Yang lainnya juga berkomentar sama. Mengenai langkah Ryan yang terlalu nekat, karena bisa-bisa merekalah yang akan dipenjara atau bahkan dihukum mati. 


“Tenang saja, jika ingin rencana kita berhasil, kita juga harus lakukan ini. Semoga Sang Raja juga mengerti.”


“Apa yang kalian bicarakan?” Tanya Lily yang heran karena tidak nyambung dengan pembicaraan mereka. Namun mereka tetap mengabaikan Lily dan tetap melanjutkannya.


“Tuan Putri, aku punya firasat yang buruk,” bisik Lizbeth pada Lily. 


“Aku tahu, jika Sang Raja pasti akan sangat menghindari pertikaian sekecil apapun, untuk itulah, aku pikir beliau tidak akan berani mengambil langkah berisiko seperti membunuh atau memburu kita. Untuk itulah, supaya Sang Raja mendengarkan suara kita, kita harus lakukan ini,” jelas Ryan.


“Terus kita apakan Tuan Putri ini?” ucap Kembali Alfred. Semuanya memandang ke arah Lily dan Lizbeth. 


“Bukk!!” Tiba-tiba saja Vaness memukul perut Lizbeth hingga tidak sadarkan diri.


“Lizbeth!!”


“Maaf Tuan Putri, tapi kami harus melakukan ini.” ucap Ryan.


Tidak lama kemudian, salah satu rekannya mengambil tali dan memberikannya pada Ryan.
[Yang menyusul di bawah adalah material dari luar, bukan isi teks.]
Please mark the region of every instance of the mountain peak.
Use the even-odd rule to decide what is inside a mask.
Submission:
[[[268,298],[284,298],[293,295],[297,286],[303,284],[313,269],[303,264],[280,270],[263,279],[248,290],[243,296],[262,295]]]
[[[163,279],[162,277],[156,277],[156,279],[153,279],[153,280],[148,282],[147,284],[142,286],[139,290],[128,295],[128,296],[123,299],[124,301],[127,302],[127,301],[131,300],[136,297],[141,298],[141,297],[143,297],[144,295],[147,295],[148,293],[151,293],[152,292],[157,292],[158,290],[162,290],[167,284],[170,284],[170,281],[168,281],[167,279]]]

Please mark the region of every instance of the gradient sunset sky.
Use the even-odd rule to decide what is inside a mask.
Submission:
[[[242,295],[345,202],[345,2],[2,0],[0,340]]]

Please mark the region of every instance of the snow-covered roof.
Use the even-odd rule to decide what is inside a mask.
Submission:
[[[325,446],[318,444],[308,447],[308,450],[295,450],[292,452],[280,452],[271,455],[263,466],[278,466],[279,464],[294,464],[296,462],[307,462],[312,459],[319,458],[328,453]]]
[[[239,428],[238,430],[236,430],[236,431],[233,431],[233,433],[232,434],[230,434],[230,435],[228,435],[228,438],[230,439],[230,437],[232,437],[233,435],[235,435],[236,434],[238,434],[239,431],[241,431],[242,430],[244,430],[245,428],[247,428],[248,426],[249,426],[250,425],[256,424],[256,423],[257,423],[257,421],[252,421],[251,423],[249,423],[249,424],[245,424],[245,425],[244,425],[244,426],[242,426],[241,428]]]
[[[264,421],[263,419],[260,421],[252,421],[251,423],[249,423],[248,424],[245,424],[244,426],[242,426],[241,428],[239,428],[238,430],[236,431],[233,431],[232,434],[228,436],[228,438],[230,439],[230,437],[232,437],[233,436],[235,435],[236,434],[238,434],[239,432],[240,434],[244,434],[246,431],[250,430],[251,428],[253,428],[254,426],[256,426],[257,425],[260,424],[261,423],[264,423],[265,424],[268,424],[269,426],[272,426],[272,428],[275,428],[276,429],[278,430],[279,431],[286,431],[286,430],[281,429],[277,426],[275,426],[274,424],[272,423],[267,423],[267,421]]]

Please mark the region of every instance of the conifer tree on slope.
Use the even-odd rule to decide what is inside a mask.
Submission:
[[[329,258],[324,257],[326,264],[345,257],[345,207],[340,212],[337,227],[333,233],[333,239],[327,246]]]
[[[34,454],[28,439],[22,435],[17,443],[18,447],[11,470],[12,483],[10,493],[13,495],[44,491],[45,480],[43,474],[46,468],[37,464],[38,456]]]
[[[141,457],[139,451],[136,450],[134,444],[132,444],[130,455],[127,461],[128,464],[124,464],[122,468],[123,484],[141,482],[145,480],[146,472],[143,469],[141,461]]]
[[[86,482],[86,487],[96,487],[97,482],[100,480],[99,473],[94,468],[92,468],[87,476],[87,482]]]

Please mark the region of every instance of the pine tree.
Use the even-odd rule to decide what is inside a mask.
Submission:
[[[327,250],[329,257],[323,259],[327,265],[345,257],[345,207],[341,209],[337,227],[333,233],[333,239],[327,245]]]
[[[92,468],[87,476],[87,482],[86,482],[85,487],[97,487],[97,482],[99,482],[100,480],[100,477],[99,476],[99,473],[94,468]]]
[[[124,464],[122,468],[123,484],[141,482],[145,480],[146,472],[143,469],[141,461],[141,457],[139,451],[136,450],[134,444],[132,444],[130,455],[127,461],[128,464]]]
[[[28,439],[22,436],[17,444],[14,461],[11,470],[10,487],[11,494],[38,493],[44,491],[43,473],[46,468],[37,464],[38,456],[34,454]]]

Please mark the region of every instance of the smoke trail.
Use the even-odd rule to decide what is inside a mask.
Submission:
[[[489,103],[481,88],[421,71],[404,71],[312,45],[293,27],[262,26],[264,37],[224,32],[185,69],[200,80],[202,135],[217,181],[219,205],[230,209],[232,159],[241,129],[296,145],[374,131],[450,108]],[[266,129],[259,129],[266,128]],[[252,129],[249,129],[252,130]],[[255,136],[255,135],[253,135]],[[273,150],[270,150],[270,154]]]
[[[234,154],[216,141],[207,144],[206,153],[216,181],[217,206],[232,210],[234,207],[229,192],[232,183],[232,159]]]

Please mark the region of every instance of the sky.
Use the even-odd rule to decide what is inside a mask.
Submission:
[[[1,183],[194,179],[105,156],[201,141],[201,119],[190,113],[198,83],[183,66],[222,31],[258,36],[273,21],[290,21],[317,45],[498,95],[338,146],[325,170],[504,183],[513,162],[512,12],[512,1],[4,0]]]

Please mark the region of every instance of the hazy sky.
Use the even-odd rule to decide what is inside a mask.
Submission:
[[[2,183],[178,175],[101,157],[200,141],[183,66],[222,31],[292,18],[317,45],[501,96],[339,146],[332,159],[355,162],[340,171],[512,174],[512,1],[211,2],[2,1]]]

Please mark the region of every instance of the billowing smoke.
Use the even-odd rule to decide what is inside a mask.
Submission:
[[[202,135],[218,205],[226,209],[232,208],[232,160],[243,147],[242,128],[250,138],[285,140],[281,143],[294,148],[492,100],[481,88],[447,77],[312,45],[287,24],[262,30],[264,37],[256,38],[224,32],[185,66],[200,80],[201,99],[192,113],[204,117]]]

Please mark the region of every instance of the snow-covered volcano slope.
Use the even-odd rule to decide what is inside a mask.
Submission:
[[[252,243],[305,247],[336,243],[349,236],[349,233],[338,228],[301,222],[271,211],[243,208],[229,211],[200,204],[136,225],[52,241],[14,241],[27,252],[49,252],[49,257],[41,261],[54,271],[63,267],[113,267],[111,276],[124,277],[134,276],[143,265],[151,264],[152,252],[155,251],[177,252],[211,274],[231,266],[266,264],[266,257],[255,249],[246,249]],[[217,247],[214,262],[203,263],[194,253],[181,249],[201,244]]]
“Sekali lagi, saya ucapkan maaf.. Saya janji akan tetap menjaga Anda dengan baik,” lanjut Ryan yang kemudian mengikatkan tali itu pada tangan dan kaki Lily.


Setelah itu, dia mendudukkan Lily ke atas kursi kemudian diikat hingga membuat gadis itu tidak bisa berbuat apa-apa.


Lily baru sadar jika semua itu hanyalah jebakan mereka. Dia terlalu naif sehingga dirinya mudah tertipu oleh orang-orang semacam mereka. Dia hanya bisa berharap, semoga orang yang menculiknya dapat menepati janjinya. 


Sekejap, terbesit wajah Dias dalam pikiran Lily.


“Ahh, apa yang kau pikirkan?? Kenapa kau berharap jika lelaki itu akan menolongmu? Sadar Lily, sadarr!!” Batin Lily.